Thursday, February 09, 2006

FI Update - 2/9/06

To: FI Clients

From: Peter and Jack Falker.

Subj: FI Update

Here is a summary of our investment activities over the last several months, along with some of our thoughts:

In early February 2006, we sold ATK Systems (ATK) for a profit of 51 %. The stock had reached an all-time high and was somewhat overvalued based on our modeling assumptions. Also, a question had been raised in the January 9th edition of Forbes Magazine about the size of ATK’s unfunded pension liabilities. After talking with the company, we concluded that, as so often happens in the popular press, the pension issue was probably overblown. However, perception often becomes reality in this world, so we decided to book our profit the day before the company’s quarterly conference call. The street was disappointed by their results (which had little or nothing to do with their pension issues) and the stock dropped nearly $5.00 (6.2 %) that day.

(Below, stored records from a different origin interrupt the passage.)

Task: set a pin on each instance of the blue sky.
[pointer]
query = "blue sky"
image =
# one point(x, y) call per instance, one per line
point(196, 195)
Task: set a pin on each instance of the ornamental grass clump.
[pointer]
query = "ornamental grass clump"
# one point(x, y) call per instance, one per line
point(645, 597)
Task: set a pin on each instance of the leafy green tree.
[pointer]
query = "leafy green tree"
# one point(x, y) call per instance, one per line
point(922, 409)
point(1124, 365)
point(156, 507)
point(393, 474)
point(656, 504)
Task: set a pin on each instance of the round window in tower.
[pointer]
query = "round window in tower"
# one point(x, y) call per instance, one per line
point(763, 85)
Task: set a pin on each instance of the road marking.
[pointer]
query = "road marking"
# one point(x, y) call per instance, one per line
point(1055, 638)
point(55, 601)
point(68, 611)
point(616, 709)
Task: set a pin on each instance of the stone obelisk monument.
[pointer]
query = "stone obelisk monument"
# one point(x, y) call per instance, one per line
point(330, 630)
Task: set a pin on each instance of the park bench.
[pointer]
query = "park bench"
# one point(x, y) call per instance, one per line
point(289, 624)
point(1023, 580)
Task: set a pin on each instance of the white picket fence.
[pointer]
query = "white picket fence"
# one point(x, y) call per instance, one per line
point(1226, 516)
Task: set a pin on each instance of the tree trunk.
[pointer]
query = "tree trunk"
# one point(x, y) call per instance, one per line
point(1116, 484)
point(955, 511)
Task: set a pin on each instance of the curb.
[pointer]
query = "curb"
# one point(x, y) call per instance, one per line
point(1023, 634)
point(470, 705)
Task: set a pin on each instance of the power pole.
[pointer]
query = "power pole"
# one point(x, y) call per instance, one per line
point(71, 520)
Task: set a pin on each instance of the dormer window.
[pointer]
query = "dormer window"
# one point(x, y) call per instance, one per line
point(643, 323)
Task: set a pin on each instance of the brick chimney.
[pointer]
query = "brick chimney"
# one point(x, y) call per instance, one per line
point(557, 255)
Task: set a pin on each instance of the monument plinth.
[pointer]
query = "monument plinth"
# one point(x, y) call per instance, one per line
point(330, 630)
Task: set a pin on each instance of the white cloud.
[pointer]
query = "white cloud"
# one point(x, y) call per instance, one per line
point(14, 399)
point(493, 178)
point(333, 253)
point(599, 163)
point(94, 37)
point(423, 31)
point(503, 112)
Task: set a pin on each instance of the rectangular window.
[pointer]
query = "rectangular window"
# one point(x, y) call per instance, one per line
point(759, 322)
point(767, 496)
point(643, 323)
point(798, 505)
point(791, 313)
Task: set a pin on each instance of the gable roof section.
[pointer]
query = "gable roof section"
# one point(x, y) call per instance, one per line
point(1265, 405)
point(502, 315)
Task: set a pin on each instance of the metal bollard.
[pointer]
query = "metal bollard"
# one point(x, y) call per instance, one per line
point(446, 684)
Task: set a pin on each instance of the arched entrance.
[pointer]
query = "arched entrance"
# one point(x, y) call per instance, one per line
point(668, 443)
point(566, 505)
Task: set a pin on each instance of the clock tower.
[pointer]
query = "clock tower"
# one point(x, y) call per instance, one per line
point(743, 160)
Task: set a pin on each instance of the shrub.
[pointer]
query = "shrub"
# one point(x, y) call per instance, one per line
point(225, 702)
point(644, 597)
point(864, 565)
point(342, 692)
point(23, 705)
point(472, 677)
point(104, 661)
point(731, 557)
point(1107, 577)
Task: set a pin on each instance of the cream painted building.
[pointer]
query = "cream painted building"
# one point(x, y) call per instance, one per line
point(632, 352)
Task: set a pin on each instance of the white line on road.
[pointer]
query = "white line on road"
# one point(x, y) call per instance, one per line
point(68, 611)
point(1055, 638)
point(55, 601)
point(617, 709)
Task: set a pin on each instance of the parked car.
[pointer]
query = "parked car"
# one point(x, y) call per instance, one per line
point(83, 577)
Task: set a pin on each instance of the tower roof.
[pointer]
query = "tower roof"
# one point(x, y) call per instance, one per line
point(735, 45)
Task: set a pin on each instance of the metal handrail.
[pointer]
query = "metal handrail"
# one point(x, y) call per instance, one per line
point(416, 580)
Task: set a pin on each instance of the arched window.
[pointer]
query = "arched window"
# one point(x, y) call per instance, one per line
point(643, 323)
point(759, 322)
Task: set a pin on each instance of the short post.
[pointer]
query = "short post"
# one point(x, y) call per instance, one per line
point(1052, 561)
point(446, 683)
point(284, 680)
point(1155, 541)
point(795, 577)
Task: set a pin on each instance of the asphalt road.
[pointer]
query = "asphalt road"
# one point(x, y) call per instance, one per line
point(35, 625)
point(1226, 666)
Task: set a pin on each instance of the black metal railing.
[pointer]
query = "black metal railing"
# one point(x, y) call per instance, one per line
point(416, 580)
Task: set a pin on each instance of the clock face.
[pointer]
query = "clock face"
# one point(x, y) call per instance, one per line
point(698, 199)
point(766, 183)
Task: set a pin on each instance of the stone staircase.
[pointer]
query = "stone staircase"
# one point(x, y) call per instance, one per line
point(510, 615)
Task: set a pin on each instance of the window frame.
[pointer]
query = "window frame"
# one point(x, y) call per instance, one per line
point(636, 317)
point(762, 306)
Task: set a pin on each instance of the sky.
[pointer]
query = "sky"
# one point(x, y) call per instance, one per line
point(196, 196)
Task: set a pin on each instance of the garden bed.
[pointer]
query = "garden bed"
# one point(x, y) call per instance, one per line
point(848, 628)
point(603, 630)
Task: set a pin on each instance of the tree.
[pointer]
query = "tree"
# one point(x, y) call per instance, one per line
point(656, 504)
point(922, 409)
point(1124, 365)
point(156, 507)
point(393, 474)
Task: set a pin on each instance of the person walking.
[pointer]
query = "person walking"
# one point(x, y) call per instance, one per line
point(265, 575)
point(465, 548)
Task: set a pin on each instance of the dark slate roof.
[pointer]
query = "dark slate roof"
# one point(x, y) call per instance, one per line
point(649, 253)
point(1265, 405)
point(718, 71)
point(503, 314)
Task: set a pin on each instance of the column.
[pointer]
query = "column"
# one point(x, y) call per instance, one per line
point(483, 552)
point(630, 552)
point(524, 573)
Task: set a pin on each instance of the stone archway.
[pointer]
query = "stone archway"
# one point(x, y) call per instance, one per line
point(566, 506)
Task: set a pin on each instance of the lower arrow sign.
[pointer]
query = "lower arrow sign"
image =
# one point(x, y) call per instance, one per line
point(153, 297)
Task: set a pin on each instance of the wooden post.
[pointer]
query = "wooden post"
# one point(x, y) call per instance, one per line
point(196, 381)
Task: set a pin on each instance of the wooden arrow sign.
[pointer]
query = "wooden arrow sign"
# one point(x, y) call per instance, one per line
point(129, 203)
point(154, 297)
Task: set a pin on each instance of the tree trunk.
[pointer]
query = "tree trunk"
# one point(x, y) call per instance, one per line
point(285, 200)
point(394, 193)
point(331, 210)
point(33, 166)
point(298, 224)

Also in early February, we sold J.P. Morgan Chase (JPM) for a small profit. During the two years we held JPM we collected an annual dividend of 3.5% which was better than we could have earned on cash and approximately equal to the yield of a high-grade bond of similar duration. Now, with cash yields up, we will look for the opportunity to re-deploy this capital in another bank with an equivalent or better dividend and a better potential for a capital gain going forward.

In late January 2006, we sold PNC Bank Corporation for a profit of 18.5%. We also collected a 3.6 % dividend in the 13 months we owned PNC, giving us a 22% overall yield on our investment. We originally bought relatively small positions in PNC and U.S. Bank Corporation (USB) as weak dollar hedges, since they were both undervalued, compared with most other large banks in the U.S. Based on our reading, the thought was that they would make attractive acquisition targets for European banks with a surplus of strong Euros. With the U.S. dollar strengthening in 2005, our hedge strategy became irrelevant, but PNC had good results and the stock responded, making it somewhat overvalued, so we took our profit. We still own USB, which is slightly above our basis and continues to pay us a 4.5% dividend (as good as a 10 year government bond). We may decide to sell USB, as well, when we see a better investment opportunity for the funds.

In mid-December 2005, we sold Briggs & Stratton Corporation (BGG) for a small (.6%) profit. The stock had performed poorly since we bought it last February, and at one point had lost about 20 % of its value. In late October, we talked with the company’s CFO, with a thought toward exercising our long-standing stop-loss policy. After that conversation, we suspected that the company might report a good quarter, based on generator sales after the hurricanes, plus a pricing initiative they had undertaken for 2006 lawn and garden sales. Apparently a few other folks in the market thought so too, because the stock literally rocketed up in December. On the old theory of not looking a gift horse in the mouth, we sold BGG and reclaimed our capital investment. In January, BGG reported a disappointing quarter and the stock has subsequently gone back down.

In late October 2005, we sold Techne Corporation (TECH) for a profit of 54 %. While we still really like this little-known Minneapolis biotech raw-materials supplier (and know them very well), our analysis indicated that it had reached a valuation we felt was unsustainable. We believe we will have a chance to own it again when its valuation is more in line.

In late September, we sold Conagra Inc. (CAG) at a small (3%) loss. Unfortunately, we had seen a nice profit in the stock erode on the basis of disappointing results, and decided that things might get worse before they got better (we were right). Fortunately, we had collected an annual 4.6 % dividend on the stock over the two years we owned it resulting in an overall 2 year total return just over 6%.

Most of our remaining portfolio is doing quite well, with a few exceptions such as Dell, Wal-Mart and Gap, which all should recover in time. We are holding a little more cash than normal, because of our recent profit-taking, but we are also looking at a few companies we would like to own at the right prices. In the meantime, money market yields have improved considerably and we can afford to wait. In that regard, it still seems likely to us that bond yields should move higher over the next year or so. If and when those yields become as attractive as overall market expectations, we may want to hold a few bonds.